Tipologie di carte carburante

Attualmente sono disponibili sul mercato diversi tipi di carte carburante: le carte carburante pure e multifunzione. Come si può dedurre dalla dicitura, quelle pure permettono soltanto di acquistare carburante, mentre quelle multifunzione assumono la forma di vere e proprie carte prepagate che permettono di effettuare qualsiasi tipo di acquisto. Una delle aziende che offre entrambi i tipi di servizio è Soldo che mette a disposizione due opzioni: una carta denominata Soldo Drive destinata all’acquisto esclusivo di carburante, e la Soldo Business, che è invece una carta aziendale e permette qualsiasi tipo di acquisto. Queste carte sono molto utili sia per i dipendenti, che possono effettuare acquisti in autonomia senza dover prima passare dall’amministrazione e sia per i titolari dell’attività professionale in quanto possono tenere sott’occhio le spese sostenute dai dipendenti stessi e limitare o bloccare i servizi se vi è il sospetto di un uso illecito dei fondi aziendali.

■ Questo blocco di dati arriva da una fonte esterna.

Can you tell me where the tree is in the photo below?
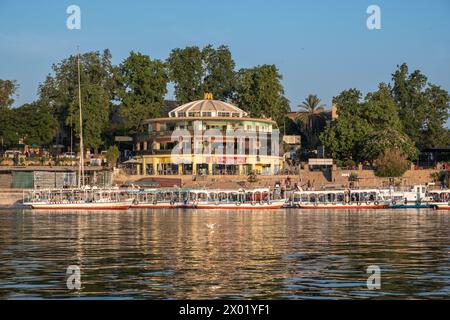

Possiamo dunque dire che possedere una carta carburante non solo è indispensabile per questioni burocratiche sulle tasse ma anche perché semplice e comoda da usare. Ogni carta è dotata di un codice come un qualsiasi carta di credito/debito e spesso viene collegata ad un’applicazione per smartphone che permette sempre di avere sotto mano tutti i costi e le spese sostenute nonché di trasferire ulteriori fondi su di essa quando necessario. Inoltre questi mezzi sono collegati ai circuiti di pagamento più conosciuti ed utilizzati come ad esempio Visa e MasterCard, quindi si gode di tutte le garanzie ed i servizi che tale circuito offre ad un proprio cliente.

Come richiedere la propria carta carburante

Richiedere la propria carta carburante è facile: basta effettuare una ricerca online sulle varie scelte a disposizione e scegliere quella che più si addice alle proprie esigenze. Sarà possibile compilare tutti i documenti online e ricevere in pochi giorni la carta direttamente a casa o presso l’azienda.